The cart slewed to the left, one of the kids tumbled over, and he had to wrench it back on course. Pain snapped in his shoulders and forearms, but it was merely a minor, irritating distraction from the anger that consumed him.
‘Come on, boys, concentrate. Work at it. Do I have to do it all myself?’
At the guard post was a barrier, chipped white paint highlighted by faint diagonal red lines. Another conscript came out of the hut and seemed to rock in the force of the gale. Inside, an NCO sat at a desk and showed no willingness to move into the teeth of the elements. Major Yashkin anticipated no problem, but anxiety lingered in him. It should not have. He had, after all, responsibility — six more days of it — for the perimeter security of Area 19 and the Zone. He commanded the troops, regulars and conscripts, who patrolled the fences and stood sentry on the gates. But anxiety gnawed in him because what he did that late afternoon, in a freezing sleet storm, was more than sufficient to cause him to face a closed, secret court-martial and be sentenced to death — a pistol shot to the back of the neck while kneeling in a prison yard.

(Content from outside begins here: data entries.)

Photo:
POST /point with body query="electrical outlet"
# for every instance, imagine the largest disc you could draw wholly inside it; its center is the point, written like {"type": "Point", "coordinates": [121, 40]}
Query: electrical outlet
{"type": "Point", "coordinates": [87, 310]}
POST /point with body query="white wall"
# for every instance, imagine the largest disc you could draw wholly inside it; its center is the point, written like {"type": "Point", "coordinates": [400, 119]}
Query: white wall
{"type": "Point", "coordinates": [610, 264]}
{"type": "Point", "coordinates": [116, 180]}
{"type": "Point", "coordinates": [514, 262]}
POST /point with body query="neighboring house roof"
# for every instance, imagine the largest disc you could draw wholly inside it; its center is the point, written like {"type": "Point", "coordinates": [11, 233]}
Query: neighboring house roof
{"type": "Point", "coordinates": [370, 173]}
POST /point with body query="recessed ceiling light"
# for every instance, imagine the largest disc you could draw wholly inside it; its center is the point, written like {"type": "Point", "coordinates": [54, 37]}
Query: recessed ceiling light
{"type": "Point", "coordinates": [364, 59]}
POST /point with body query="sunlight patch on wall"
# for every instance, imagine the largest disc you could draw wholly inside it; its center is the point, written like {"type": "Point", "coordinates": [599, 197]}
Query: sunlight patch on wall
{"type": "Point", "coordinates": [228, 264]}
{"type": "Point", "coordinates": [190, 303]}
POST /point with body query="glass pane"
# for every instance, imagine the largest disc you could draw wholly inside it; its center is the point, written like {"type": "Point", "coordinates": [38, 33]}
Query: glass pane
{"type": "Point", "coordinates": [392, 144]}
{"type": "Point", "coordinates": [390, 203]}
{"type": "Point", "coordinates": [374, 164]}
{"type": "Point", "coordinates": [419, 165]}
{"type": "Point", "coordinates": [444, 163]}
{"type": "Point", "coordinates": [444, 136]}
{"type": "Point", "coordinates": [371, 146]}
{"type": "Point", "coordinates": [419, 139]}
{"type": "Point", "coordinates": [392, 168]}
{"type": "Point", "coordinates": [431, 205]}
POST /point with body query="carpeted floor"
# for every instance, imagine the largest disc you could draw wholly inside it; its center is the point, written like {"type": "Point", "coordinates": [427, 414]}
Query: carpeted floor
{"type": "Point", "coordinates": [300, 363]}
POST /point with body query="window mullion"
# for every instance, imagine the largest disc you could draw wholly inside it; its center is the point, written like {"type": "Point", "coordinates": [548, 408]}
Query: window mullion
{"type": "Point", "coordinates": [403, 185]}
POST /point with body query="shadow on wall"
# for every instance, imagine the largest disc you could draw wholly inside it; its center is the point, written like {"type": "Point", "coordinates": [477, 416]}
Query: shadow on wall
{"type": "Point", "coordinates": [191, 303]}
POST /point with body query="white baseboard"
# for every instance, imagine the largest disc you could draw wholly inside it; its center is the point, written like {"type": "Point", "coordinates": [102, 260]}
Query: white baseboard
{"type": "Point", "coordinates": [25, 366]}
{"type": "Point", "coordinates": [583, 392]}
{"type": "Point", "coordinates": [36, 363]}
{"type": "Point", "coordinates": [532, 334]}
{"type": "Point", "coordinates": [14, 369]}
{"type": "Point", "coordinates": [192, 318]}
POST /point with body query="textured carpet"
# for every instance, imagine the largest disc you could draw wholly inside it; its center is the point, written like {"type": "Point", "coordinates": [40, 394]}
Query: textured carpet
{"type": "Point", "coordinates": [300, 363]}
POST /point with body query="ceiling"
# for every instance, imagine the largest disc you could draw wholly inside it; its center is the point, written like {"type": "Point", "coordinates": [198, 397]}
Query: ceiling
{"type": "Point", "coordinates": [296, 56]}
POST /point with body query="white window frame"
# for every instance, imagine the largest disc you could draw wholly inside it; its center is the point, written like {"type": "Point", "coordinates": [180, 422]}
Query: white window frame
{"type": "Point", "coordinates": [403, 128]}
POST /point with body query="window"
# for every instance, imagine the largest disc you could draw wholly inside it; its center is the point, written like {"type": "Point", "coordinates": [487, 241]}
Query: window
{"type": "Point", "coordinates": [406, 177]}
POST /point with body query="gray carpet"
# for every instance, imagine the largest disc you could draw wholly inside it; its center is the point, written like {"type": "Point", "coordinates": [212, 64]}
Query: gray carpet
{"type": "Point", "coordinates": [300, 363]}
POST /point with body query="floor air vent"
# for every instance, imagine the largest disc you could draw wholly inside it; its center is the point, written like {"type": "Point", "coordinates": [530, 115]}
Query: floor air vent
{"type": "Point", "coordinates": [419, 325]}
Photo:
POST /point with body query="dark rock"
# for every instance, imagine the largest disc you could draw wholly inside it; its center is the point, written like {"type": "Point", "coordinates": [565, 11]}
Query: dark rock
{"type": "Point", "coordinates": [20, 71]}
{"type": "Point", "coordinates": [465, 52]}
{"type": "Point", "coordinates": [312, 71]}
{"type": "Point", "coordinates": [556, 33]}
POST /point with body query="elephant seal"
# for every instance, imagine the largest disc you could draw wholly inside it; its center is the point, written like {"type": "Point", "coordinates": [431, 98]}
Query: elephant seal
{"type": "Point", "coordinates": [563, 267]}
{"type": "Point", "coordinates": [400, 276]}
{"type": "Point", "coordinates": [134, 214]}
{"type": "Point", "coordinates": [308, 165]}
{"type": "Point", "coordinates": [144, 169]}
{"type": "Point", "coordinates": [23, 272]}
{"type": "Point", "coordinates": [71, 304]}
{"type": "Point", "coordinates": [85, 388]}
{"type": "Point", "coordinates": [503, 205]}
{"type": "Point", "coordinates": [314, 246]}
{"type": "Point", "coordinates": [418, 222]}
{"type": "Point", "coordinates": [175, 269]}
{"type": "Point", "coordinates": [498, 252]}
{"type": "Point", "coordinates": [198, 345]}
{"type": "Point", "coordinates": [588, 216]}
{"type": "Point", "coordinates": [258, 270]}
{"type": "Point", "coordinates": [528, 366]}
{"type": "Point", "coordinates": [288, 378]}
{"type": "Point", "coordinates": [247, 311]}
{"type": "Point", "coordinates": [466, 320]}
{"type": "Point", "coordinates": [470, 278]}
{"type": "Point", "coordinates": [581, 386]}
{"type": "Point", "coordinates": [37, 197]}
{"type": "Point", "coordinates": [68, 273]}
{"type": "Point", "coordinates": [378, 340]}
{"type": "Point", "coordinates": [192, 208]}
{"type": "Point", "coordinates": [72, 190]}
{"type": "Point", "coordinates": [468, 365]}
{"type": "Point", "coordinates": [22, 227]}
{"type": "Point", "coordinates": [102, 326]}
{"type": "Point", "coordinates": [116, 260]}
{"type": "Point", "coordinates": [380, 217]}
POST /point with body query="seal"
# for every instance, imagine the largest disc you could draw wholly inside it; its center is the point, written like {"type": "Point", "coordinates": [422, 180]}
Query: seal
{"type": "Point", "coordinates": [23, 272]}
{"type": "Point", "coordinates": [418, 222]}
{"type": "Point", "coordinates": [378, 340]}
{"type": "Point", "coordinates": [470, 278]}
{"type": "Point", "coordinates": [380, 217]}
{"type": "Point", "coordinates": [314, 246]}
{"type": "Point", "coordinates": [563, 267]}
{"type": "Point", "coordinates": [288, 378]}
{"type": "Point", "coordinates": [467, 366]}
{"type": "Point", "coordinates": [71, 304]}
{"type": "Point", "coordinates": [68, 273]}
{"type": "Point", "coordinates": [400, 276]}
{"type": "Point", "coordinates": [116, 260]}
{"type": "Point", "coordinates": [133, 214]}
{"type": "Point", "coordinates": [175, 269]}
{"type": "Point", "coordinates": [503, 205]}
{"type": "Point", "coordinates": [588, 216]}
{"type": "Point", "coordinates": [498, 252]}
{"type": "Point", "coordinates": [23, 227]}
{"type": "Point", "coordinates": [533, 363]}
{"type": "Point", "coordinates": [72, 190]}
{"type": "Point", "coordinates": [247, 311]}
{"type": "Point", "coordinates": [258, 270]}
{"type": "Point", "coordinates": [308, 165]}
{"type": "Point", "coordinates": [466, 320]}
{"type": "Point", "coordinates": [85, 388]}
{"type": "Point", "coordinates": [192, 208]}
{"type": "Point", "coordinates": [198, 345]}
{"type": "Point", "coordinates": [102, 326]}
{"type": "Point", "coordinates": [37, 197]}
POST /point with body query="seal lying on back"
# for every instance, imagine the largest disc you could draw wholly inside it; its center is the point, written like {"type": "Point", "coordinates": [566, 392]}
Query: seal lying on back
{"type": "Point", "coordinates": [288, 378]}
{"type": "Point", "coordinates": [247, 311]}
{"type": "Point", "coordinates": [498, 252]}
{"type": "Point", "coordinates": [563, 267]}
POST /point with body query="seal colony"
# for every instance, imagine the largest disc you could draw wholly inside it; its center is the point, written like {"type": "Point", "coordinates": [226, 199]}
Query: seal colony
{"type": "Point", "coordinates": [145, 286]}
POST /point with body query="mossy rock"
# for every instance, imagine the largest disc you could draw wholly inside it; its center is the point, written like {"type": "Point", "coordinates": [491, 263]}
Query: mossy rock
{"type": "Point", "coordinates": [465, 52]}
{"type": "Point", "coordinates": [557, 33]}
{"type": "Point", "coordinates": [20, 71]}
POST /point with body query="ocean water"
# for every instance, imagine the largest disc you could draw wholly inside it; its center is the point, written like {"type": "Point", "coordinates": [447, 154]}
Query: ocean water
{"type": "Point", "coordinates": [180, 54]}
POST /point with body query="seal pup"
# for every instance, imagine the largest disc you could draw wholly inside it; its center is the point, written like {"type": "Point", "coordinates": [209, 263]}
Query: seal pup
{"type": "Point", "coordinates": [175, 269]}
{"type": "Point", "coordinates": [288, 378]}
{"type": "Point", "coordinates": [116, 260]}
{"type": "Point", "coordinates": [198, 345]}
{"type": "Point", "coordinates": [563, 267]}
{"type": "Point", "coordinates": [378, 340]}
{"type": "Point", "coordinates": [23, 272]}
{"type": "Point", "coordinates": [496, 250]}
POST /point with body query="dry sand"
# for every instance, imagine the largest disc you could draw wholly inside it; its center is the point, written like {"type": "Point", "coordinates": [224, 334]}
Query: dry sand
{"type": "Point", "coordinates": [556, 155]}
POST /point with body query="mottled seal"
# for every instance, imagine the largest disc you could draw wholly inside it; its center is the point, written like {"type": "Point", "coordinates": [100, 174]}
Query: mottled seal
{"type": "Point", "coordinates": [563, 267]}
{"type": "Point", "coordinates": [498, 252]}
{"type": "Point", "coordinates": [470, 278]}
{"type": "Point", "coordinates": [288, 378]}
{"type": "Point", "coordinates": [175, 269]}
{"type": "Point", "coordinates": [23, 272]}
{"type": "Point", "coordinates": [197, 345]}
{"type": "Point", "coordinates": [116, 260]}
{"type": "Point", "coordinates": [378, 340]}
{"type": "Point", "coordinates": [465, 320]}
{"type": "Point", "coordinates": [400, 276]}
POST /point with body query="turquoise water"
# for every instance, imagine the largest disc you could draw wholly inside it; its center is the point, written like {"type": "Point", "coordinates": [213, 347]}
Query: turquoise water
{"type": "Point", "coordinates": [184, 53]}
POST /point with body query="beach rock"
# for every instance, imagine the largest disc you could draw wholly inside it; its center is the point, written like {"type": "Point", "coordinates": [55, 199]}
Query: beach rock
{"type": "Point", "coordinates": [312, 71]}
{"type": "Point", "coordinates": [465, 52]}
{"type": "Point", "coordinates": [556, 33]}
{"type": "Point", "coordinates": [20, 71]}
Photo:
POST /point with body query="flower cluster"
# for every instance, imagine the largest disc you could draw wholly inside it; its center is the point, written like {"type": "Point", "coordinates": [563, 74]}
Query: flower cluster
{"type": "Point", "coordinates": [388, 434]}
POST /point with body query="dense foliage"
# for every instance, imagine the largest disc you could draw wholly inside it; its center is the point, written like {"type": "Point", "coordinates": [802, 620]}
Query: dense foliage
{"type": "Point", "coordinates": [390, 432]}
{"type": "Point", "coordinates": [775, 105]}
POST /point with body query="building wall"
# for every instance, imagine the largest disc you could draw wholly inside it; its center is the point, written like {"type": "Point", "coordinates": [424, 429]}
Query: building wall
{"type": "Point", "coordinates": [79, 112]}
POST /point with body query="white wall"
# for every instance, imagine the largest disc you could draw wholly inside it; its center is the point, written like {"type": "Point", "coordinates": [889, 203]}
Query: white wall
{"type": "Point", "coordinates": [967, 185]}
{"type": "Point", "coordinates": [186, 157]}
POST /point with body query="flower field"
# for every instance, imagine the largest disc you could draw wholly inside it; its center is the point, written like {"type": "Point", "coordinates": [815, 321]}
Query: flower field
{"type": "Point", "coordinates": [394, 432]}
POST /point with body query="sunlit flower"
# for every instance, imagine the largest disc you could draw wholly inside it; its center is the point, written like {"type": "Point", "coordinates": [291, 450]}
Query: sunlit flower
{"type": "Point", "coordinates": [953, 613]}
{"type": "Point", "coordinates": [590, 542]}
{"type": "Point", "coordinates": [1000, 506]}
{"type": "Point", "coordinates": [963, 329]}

At the barrier he told his conscript kids, his donkeys, to stop. Major Yashkin straightened to his full height, thrusting his medals’ strips into the sentry’s face, and accepted the salute. Beyond the grimed glass in the hut he saw that the NCO stood at attention. He did not have to, as a respected officer, but at least he had made the gesture. He went to the far side of the cart and lifted the protective covering, an olive green sheet of oiled plastic, shook the sleet from it and exposed the ends of two metal filing cabinets each laid lengthways. The sentry had little chance to observe that between them a smaller item was swaddled in black rubbish bags and fastened down with rope. The bar was raised. The NCO was now at the guard-post door: did the major need help? He declined the offer.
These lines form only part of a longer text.